Los ojos de Neeley parecieron saltar en busca de los de su madre. ¡Un cuarto para él solo! Dos sueños se realizaban, pantalones largos y un cuarto… Pero de pronto se le ensombreció la mirada al recordar por qué estos sueños se hacían realidad.

—Y yo compartiré tu cuarto, Francie.

El tacto instintivo de Katie la llevó a expresarse así en vez de decir: «Tú dormirás en mi cuarto».

«Hubiese deseado tener un cuarto para mí sola —pensó Francie con un acceso de celos—, pero está bien, puesto que se lo dan a Neeley. No hay más que dos dormitorios, y él no podría dormir con mamá».

Adivinando los pensamientos de Francie, Katie le dijo:

—Y cuando haga más calor, Francie podrá dormir en el salón. Pondremos allí tu cama plegable con un lindo cubrecama durante el día y quedará como una salita privada. ¿Qué te parece, Francie?

—Perfecto, mamá.

Al cabo de un rato mamá agregó:

—Hemos olvidado la lectura estas últimas noches, pero ahora la reanudaremos.

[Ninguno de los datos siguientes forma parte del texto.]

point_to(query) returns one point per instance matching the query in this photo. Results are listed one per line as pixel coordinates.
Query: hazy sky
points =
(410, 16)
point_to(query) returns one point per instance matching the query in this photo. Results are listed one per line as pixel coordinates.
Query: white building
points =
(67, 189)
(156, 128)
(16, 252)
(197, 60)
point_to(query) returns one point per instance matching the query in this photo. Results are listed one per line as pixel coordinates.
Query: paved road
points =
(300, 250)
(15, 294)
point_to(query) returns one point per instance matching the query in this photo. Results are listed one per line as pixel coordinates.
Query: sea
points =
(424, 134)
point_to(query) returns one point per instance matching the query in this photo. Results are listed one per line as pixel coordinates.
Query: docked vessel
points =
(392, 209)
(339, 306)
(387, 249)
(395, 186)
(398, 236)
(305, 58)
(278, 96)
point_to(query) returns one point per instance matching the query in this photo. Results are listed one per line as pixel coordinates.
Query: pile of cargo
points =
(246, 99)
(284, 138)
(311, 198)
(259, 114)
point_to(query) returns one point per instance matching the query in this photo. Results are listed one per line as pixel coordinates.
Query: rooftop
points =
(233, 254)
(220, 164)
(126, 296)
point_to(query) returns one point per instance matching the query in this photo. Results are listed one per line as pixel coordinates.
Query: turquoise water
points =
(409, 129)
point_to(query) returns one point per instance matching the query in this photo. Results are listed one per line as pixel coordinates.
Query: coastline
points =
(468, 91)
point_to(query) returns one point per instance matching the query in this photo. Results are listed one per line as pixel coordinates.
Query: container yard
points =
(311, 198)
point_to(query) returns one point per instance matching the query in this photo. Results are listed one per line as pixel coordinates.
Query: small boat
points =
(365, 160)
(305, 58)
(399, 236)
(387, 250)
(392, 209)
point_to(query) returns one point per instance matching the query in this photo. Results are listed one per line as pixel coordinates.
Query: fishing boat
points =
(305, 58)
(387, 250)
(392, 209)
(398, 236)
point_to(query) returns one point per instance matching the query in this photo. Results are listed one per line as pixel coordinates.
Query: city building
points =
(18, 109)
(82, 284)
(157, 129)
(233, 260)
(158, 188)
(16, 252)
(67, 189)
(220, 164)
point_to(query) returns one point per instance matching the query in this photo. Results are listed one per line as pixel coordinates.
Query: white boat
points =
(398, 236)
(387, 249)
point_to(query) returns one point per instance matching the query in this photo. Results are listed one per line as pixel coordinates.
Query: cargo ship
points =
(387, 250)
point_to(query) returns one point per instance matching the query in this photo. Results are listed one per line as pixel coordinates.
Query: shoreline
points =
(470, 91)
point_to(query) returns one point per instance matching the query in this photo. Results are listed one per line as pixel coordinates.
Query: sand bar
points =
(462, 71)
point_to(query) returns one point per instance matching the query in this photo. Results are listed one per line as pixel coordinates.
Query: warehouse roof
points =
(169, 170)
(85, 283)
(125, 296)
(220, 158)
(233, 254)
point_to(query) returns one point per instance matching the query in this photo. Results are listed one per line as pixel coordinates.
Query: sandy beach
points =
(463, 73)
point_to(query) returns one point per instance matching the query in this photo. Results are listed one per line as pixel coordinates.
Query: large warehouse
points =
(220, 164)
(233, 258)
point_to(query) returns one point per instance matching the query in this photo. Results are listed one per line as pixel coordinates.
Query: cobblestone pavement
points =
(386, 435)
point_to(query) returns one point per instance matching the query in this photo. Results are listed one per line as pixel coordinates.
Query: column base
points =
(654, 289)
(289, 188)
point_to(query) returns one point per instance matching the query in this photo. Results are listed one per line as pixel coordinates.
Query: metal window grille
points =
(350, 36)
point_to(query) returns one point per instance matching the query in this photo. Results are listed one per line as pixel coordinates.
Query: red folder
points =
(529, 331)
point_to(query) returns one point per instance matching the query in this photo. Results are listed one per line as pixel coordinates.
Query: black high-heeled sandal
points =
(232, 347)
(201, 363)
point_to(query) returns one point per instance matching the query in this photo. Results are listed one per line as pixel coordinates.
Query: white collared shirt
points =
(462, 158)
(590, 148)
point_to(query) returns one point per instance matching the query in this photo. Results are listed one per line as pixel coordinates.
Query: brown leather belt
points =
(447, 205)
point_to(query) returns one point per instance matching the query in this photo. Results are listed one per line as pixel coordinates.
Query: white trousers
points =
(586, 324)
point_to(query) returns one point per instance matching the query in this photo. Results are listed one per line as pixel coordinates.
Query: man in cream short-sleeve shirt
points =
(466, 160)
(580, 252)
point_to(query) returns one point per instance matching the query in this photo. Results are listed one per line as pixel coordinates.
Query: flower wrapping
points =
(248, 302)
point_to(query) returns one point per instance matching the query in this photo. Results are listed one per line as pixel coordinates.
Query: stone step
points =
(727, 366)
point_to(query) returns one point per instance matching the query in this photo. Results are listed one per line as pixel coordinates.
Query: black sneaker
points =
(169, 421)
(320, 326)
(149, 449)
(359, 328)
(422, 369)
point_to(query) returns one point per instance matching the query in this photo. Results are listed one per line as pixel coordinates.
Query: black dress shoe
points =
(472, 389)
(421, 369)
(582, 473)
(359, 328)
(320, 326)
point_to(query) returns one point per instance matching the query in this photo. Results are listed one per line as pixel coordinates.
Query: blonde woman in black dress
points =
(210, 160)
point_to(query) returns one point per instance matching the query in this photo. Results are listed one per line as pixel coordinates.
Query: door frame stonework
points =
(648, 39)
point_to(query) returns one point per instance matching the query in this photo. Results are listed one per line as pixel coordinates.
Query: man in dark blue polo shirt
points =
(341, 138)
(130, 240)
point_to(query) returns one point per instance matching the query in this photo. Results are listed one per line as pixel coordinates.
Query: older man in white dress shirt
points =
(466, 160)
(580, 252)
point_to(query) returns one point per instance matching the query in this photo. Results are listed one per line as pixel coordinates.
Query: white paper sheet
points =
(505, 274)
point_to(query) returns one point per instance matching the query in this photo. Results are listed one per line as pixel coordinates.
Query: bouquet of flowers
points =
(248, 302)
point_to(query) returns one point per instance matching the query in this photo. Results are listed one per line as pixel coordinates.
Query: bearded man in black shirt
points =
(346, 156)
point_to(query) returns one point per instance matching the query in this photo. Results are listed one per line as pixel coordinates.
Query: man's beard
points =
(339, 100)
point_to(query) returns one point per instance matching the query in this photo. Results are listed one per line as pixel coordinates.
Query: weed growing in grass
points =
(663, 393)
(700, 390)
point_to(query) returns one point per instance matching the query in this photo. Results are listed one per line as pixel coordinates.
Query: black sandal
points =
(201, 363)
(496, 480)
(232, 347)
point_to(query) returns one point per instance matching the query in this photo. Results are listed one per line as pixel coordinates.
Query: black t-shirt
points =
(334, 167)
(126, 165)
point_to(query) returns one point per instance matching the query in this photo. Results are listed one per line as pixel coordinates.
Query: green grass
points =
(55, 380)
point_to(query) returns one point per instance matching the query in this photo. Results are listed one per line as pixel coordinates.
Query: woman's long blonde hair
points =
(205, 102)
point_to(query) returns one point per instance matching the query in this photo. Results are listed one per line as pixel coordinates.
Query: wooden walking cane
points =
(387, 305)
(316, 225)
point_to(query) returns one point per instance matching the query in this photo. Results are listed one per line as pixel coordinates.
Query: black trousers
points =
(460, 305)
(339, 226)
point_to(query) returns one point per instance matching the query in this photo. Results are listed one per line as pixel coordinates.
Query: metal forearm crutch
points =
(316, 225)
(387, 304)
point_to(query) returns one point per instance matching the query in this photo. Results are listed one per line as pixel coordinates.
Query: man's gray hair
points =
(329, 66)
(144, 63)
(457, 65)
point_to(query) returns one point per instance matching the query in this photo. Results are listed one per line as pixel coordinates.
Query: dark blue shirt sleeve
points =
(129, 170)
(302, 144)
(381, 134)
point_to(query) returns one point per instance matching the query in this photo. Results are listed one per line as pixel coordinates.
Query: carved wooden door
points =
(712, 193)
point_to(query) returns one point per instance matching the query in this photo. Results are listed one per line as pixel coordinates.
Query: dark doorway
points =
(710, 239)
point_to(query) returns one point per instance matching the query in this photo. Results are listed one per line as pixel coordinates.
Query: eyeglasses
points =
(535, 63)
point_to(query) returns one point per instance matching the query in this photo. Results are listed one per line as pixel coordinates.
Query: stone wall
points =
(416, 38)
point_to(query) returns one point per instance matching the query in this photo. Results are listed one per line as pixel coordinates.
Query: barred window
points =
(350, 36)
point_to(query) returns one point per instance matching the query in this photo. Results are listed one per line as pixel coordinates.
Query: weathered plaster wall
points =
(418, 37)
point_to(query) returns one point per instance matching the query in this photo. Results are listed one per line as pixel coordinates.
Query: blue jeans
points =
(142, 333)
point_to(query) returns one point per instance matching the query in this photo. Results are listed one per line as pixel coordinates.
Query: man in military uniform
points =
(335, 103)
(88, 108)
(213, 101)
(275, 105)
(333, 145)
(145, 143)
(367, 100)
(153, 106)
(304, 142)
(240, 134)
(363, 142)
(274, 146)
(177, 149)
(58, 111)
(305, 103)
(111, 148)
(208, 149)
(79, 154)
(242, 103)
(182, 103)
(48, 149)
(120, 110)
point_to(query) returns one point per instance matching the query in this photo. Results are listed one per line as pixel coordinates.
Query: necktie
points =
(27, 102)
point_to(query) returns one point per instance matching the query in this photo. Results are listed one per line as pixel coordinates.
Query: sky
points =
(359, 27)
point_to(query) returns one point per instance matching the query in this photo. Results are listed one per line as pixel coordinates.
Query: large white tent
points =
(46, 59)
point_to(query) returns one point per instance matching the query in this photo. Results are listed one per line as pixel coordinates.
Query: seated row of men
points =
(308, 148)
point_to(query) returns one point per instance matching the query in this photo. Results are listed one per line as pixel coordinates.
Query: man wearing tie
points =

«De modo que las cosas seguirán como si nada», pensó Francie, algo sorprendida, mientras alcanzaba la Biblia que estaba sobre la chimenea.

—Como no celebramos la Navidad este año, podríamos saltar las páginas que corresponde leer y pasar al nacimiento del Niño Jesús. Leeremos por turno. Empieza tú, Francie.

Francie leyó:

—«Y aconteció que estando ellos allí, se cumplieron los días en que Ella había de parir.

»Y parió a su Hijo primogénito, y le envolvió en pañales, y le acostó en un pesebre, porque no había lugar para ellos en la posada».

Katie suspiró repentinamente. Francie interrumpió su lectura y la miró con inquietud.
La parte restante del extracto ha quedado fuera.